The beauty of the Lifetime ISA is that people can clearly understand it – they put in up to a maximum of £4,000 per year to the age of 50 and can get up to a £1,000 top up every year. It is “Easy, Accessible, Timely and Social” – which is how we would like to see all pension arrangements. One of the drawbacks of the pension is that individuals often feel detached from their retirement savings, which is not the case with the simple and accessible LISA.
The under-40s will have further complexity in the choice of their savings vehicles from the introduction of “LISA”. However it is important they understand what they are giving up should they choose to use the LISA to fund their future retirement - such as employer contributions and tax relief.
My cynical self says that it won’t necessarily be used as we would hope – it may well be used by those who have already exceeded other tax-efficient ways to save and use a LISA to fund their children’s house purchase. Only time will tell.
In most cases though, saving through workplace pensions is the most sensible for future retirement savings. I like the fact it is locked away until I am over 55 so it is safe guarded against impulse purchasing or buying a property that I can’t really afford – that is what pension savings are for, to provide that safety net into retirement.
For the under-40s, the choices on how to save are large but I would encourage all to remain in a workplace pension and save as much as they can as early as they can. The sooner you build regular saving into your habits, the better.
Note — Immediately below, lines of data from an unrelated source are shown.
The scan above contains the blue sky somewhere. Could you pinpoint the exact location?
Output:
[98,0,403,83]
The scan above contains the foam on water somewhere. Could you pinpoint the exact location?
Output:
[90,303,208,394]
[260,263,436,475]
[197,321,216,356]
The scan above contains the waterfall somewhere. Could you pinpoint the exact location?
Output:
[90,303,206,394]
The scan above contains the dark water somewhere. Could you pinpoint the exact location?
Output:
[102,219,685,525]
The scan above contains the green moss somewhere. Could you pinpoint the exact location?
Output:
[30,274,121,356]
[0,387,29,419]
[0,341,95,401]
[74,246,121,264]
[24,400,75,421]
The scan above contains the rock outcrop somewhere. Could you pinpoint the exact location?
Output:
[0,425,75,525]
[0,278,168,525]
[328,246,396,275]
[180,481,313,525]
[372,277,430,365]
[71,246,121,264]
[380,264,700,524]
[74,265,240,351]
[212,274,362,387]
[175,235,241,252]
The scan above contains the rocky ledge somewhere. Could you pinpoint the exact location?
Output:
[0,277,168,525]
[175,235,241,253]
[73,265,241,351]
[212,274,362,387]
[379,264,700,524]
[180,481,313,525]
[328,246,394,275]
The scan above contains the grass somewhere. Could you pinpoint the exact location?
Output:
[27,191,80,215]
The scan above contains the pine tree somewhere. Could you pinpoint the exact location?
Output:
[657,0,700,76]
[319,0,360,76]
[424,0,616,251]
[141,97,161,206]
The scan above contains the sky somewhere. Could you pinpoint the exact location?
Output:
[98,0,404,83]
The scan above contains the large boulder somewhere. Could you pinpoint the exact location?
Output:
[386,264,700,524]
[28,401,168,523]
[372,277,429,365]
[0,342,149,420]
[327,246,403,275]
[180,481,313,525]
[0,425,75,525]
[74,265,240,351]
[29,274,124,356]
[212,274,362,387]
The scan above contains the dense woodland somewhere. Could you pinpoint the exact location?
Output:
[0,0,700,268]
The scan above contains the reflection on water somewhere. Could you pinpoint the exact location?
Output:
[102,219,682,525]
Those early years of saving will really pay off in the future.
But what about the over-40s? It is wrong to assume those over 40 have all benefitted from amazing house price growth and have gold-plated pensions. The fact is many will not have a DB pension to cushion them and so need to be saving a lot more to be able to support themselves in retirement. I would therefore encourage the government to open the LISA out to all.
As part of financial planning for the future, the Government has committed to implementing the Financial Advice Market Review’s recommendations, including increasing the existing tax and national insurance relief for employer-arranged pension advice from £150 to £500 and look to releasing some of the pension savings to pay for advice. This is good news but we need to promote this more and point people in the right direction to get good and relevant advice.
As I highlighted at the start of this article, the key issue for many is that they are not sure how much to save for their retirement, a lot will depend on what is available at the time – for example will we still have the NHS in its current form, and will pension-age people still get free travel? We don’t know the answer to this but we would like to see a defined national savings target such as aiming for 12-15% of salary as this should enable most to have a reasonable amount saved and have choices when they get to retirement.